Comprei este livro em 2009 (sei o ano porque comprei, na altura, a Biblioteca da Sábado onde este livro estava incluído) e nunca, mas nunca, olhei para ele mais do que o necessário para o arrumar, até ao dia em que me coube em sorte no Livro Secreto (curiosamente foi o último que me coube na primeira edição).

Tenho de fazer aqui um mea culpa. Não fosse a Língua Afiada e se calhar não o teria lido agora.

Este livro grita “Isabel Allende” em todas as páginas. Não é um livro de leitura fácil ou acessível, demoramos a entrar no ritmo e na história e que, nas primeiras páginas, não atrai por ai além. Vai, aos poucos, melhorando, acabando por se tornar num livro muito bom e que transmite várias lições.

Neste livro o narrador confunde-se, muitas vezes, com Gregory, a personagem principal. Umas vezes a história é contada na primeira pessoa e outras na terceira, sem que haja nada que anuncie a mudança. Creio que essa circunstância – que a mim me atraiu, pela diferença – a outros afaste por se tornar um pouco confuso.

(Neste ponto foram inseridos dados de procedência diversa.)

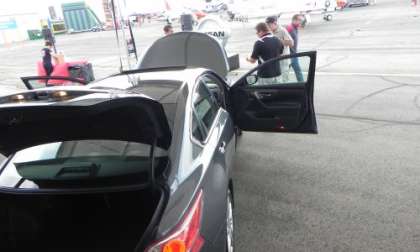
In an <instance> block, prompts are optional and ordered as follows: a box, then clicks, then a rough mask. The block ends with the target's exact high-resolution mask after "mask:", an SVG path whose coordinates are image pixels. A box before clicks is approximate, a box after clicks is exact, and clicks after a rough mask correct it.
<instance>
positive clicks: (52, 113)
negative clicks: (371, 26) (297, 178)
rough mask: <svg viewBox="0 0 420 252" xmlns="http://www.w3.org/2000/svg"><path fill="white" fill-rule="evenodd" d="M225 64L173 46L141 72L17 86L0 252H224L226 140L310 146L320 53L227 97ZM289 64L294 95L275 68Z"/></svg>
mask: <svg viewBox="0 0 420 252" xmlns="http://www.w3.org/2000/svg"><path fill="white" fill-rule="evenodd" d="M187 45H189V46H187ZM174 54H176V55H177V56H176V58H174V57H175V56H173V55H174ZM168 55H172V56H171V57H169V58H168ZM225 56H226V55H225V53H224V50H223V49H222V48H221V47H220V45H219V44H218V42H217V41H215V40H214V39H212V38H211V37H209V36H207V35H204V34H198V33H180V34H174V35H171V36H168V37H165V38H163V39H161V40H158V41H157V42H156V43H155V44H154V45H153V46H152V47H151V48H150V49H149V51H148V52H147V53H146V54H145V57H144V58H143V61H142V62H141V64H140V68H141V69H138V70H133V71H127V72H122V73H120V74H117V75H114V76H111V77H109V78H106V79H104V80H101V81H97V82H94V83H92V84H89V85H84V83H82V82H80V81H78V80H74V79H69V78H62V82H60V86H57V87H48V88H45V87H44V88H40V89H36V88H35V85H37V87H39V86H40V85H49V83H50V80H55V81H53V82H51V83H58V82H57V79H60V78H59V77H32V78H24V81H25V83H26V85H27V87H28V88H29V89H31V90H29V91H27V92H22V93H18V94H14V95H10V96H7V97H2V98H0V152H1V153H2V154H4V155H5V156H8V158H7V160H6V161H5V162H4V163H3V164H2V165H1V167H0V204H1V206H2V207H1V208H0V228H1V230H2V232H0V249H1V251H12V252H13V251H29V250H30V251H119V252H125V251H147V252H157V251H159V252H161V251H165V252H166V251H194V252H196V251H203V252H204V251H229V252H231V251H234V248H235V246H234V220H233V209H234V184H235V182H234V178H232V165H233V160H234V154H235V148H236V134H235V128H240V129H242V130H245V131H260V132H273V133H287V132H294V133H311V134H313V133H316V132H317V124H316V119H315V112H314V106H313V90H314V78H315V63H316V53H315V52H307V53H301V54H297V55H294V56H284V57H279V58H277V59H273V60H270V61H267V62H265V63H264V64H262V65H260V66H258V67H257V68H255V69H253V70H251V71H250V72H249V73H247V74H245V75H244V76H243V77H242V78H240V79H239V80H238V81H236V82H235V83H228V82H227V81H226V78H227V74H228V61H227V58H226V57H225ZM291 57H297V58H298V60H299V63H300V64H301V67H302V73H300V74H302V75H303V76H304V80H303V81H300V82H299V81H296V77H295V74H296V73H294V72H292V71H290V70H289V69H283V68H282V69H281V68H280V66H281V65H285V64H283V63H287V62H289V60H290V58H291ZM268 73H276V75H275V76H274V75H272V76H269V74H268ZM70 84H71V85H70ZM77 84H80V86H76V85H77ZM51 85H54V84H51ZM66 85H70V86H66ZM261 165H264V164H263V163H262V164H261ZM256 168H257V167H256ZM239 169H240V168H239Z"/></svg>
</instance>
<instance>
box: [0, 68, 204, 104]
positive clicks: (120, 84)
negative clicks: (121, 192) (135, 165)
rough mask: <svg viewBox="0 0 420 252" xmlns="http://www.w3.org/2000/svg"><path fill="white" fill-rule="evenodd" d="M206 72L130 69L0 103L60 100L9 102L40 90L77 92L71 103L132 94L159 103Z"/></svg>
mask: <svg viewBox="0 0 420 252" xmlns="http://www.w3.org/2000/svg"><path fill="white" fill-rule="evenodd" d="M206 71H207V70H206V69H203V68H185V69H177V70H172V69H163V70H156V69H153V70H151V71H148V70H141V71H140V72H133V71H130V73H121V74H117V75H113V76H110V77H107V78H104V79H102V80H98V81H95V82H93V83H91V84H89V85H86V86H55V87H47V88H41V89H36V90H28V91H24V92H19V93H15V94H12V95H8V96H4V97H1V98H0V106H1V107H4V106H32V105H37V106H39V105H41V104H45V105H50V104H53V103H60V102H61V101H60V100H55V101H54V100H48V99H44V100H43V99H25V100H24V102H20V103H14V102H12V103H10V102H9V99H10V97H16V96H18V95H24V96H25V97H27V96H31V93H33V94H36V95H37V96H39V95H40V94H41V93H42V92H44V93H45V94H51V93H54V92H59V91H66V92H68V93H74V94H76V93H80V94H79V95H75V98H74V99H70V100H71V103H72V104H73V105H75V103H86V102H88V103H89V102H94V101H95V100H96V101H98V100H103V99H109V98H112V97H119V96H125V95H128V96H130V95H131V94H133V95H142V96H145V97H149V98H151V99H153V100H156V101H158V102H160V103H162V104H165V103H175V102H176V93H177V92H174V91H176V90H179V89H180V88H181V87H182V86H183V85H184V84H185V85H188V86H189V87H190V88H192V86H193V85H194V83H195V80H196V78H197V77H198V76H200V74H202V73H203V72H206ZM70 100H66V103H67V104H68V103H69V102H70ZM63 105H64V104H63Z"/></svg>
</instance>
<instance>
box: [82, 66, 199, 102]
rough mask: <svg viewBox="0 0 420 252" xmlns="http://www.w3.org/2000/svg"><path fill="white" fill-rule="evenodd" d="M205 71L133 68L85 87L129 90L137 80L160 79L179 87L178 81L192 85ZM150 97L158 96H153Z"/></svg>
mask: <svg viewBox="0 0 420 252" xmlns="http://www.w3.org/2000/svg"><path fill="white" fill-rule="evenodd" d="M205 71H207V70H206V69H203V68H183V69H179V68H177V69H171V68H164V69H151V70H147V69H144V70H138V71H137V70H133V71H127V72H126V73H124V72H123V73H121V74H117V75H113V76H110V77H107V78H105V79H102V80H99V81H95V82H93V83H92V84H89V85H87V87H89V88H95V89H97V88H101V89H102V88H104V89H106V88H109V89H125V90H130V89H131V88H132V87H133V86H135V85H138V84H139V82H143V83H146V82H147V81H149V82H157V81H162V82H163V83H165V84H174V86H178V87H179V85H180V83H181V84H184V83H185V84H186V85H193V84H194V82H195V80H196V78H197V77H198V76H200V75H201V74H202V73H203V72H205ZM151 97H152V98H158V97H153V96H151Z"/></svg>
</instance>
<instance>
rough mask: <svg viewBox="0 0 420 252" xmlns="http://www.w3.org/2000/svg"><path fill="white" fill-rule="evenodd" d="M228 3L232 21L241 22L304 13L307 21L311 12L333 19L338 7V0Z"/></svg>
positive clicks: (325, 17) (310, 14) (281, 0)
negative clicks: (332, 18)
mask: <svg viewBox="0 0 420 252" xmlns="http://www.w3.org/2000/svg"><path fill="white" fill-rule="evenodd" d="M227 4H228V9H229V12H230V14H231V18H232V20H231V21H240V22H241V21H242V22H247V21H248V20H249V19H252V18H263V17H268V16H280V15H284V14H303V15H304V16H305V17H306V19H307V23H309V22H310V15H311V14H322V15H323V16H324V19H325V20H327V21H331V20H332V12H334V11H335V10H336V8H337V2H336V0H230V1H229V2H228V3H227Z"/></svg>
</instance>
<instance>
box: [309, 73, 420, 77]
mask: <svg viewBox="0 0 420 252" xmlns="http://www.w3.org/2000/svg"><path fill="white" fill-rule="evenodd" d="M316 74H317V75H324V76H365V77H378V76H381V77H402V78H404V77H412V78H420V74H412V73H345V72H316Z"/></svg>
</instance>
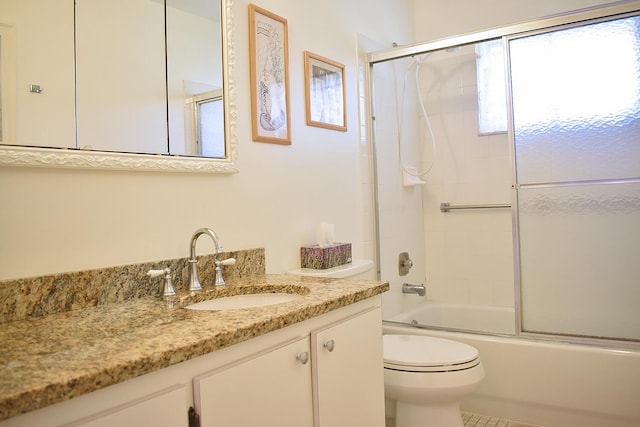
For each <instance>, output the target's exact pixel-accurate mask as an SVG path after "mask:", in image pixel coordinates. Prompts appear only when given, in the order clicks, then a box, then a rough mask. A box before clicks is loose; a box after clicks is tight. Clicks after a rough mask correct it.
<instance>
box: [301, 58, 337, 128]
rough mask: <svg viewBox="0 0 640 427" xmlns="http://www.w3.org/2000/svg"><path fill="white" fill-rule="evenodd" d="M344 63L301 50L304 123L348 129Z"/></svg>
mask: <svg viewBox="0 0 640 427" xmlns="http://www.w3.org/2000/svg"><path fill="white" fill-rule="evenodd" d="M344 68H345V67H344V64H341V63H339V62H336V61H333V60H331V59H328V58H325V57H322V56H320V55H316V54H314V53H311V52H309V51H305V52H304V81H305V96H306V115H307V125H308V126H317V127H321V128H326V129H333V130H338V131H342V132H346V131H347V109H346V87H345V83H344Z"/></svg>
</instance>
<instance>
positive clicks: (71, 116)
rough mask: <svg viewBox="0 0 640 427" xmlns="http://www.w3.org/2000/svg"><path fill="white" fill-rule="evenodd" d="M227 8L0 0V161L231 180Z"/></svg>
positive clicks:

Gregory mostra-nos, ao longo dos seus 40 anos de existência, como foi a sua procura do amor, da amizade, de si próprio, com erros e superações, um desafio constante para quem, como ele próprio, sofre de ataques de pânico e ansiedade (descritos de forma magistral e que – se mais razões não existissem – tornam o livro ainda melhor).

Se tiverem oportunidade, leiam. Vão hesitar ao início, vão sentir necessidade de o largar mas insistam. Vai valer a pena.